On 19/05/2011 10:43 PM, Ketil Malde wrote:
Andrew Coppin<andrewcop...@btinternet.com>  writes:

I'm trying to voice the opinion that there is such a thing as too many
libraries. The article I linked to explains part of why this is the
case, in a better way than I've been able to phrase it myself.

I don't think so, the article seems to talk more about social problems
among lisp users, which it - at least in part - ascribes to the technical
prowess of the language.

Actually, the author seems to be saying that Lisp is [relatively] unsuccessful because it's so powerful that is discourages cooperation. Personally I don't buy it; I'm sure there are *several* reasons why Lisp never became The Next Big Thing. (There's a dozen dialects of it, for starters...) But hey, I'm not really interested in Lisp. I'm interested in Haskell.

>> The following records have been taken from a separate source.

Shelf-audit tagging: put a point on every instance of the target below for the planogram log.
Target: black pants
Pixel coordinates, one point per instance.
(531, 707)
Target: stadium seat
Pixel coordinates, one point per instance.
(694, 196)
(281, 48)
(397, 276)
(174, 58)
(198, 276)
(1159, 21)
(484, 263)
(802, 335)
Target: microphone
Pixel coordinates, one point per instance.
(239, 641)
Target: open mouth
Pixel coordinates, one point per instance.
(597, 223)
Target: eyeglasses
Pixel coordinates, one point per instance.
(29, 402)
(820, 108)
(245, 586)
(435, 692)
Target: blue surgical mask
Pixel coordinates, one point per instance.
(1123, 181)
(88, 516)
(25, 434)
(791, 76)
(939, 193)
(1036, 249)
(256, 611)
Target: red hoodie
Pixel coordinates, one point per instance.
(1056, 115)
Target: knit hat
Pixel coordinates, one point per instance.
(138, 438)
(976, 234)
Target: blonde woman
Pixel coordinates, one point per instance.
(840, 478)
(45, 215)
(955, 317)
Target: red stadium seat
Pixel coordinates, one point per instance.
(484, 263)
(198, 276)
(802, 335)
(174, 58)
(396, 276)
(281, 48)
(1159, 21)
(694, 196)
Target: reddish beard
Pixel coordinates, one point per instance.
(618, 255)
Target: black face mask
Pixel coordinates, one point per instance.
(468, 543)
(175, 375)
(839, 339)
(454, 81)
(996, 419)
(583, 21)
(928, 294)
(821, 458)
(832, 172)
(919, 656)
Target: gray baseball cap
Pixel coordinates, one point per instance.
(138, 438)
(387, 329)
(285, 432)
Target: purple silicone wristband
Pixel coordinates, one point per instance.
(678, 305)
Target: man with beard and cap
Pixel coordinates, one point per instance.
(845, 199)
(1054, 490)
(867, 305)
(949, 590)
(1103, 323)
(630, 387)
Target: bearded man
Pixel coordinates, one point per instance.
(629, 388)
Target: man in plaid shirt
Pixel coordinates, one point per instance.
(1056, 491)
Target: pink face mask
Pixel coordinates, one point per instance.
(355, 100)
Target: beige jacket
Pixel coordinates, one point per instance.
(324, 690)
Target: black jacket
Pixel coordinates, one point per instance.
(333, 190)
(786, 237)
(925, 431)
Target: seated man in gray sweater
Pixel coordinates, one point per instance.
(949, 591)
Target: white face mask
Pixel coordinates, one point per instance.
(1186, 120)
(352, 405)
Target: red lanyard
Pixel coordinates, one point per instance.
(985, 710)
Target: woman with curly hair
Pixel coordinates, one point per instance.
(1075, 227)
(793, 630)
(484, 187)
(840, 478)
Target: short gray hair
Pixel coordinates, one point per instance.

What I took away from the article is that if you design a really powerful language, paradoxically this can make it cheaper to reimplement stuff rather than reuse it. You'd think a language with strong support for reuse would encourage reuse, but not necessary.

As you point out, people not cooperating is a social rather than technical problem. It seems obvious once you say it out loud, but I hadn't really conciously realised that.

Consequently, the language isn't the whole story. If you make the language really powerful, that reduces the cost of implementing things from scratch. On the other hand, if you can do things that reduce the cost of finding existing code that you could reuse, you swing the balance back in the other direction. We have Hackage (and now HP). I have no idea whether Lisp has anything comparable.

The opinion that having too many libraries can be
a problem, which some people don't seem to agree with.

I don't see how the number of available libraries is a problem in
itself, but it would be nice if hackage or some other resource provided
more help in recommending which library to try first.  We do have
standardization efforts, committees bringing the language forward and an
inclusive and collaborative community.

I certainly don't think having a lot of libraries available is bad. Having lots of libraries available for /the same task/ is different. As some others have pointed out, it varies somewhat depending on what the task in question is.

If Haskell still used the old lazy-list I/O approach and Hackage had 3 different monadic I/O libraries implemented on top of that, that would be really bad. Fortunately, once everybody realised that monadic I/O was the way to go, we ended up with one library which everybody uses. It has costs (e.g., you cannot redefine the Monad class to include, say, Data.Set), but it has the huge, huge benefit that nobody will ever utter the words "I'd like to bolt HsLogger onto Yesod - oh wait, I can't, they use incompatible IO monads".

On the other hand, there are lots of GUI libraries. Because they bind to different toolkits, or work on different combinations of platforms, or because they wrap low-level bindings with more "functional" interfaces, or whatever. We wouldn't want a massive *explosion* of identical GUI libraries, but I don't think the current set is excessive at all.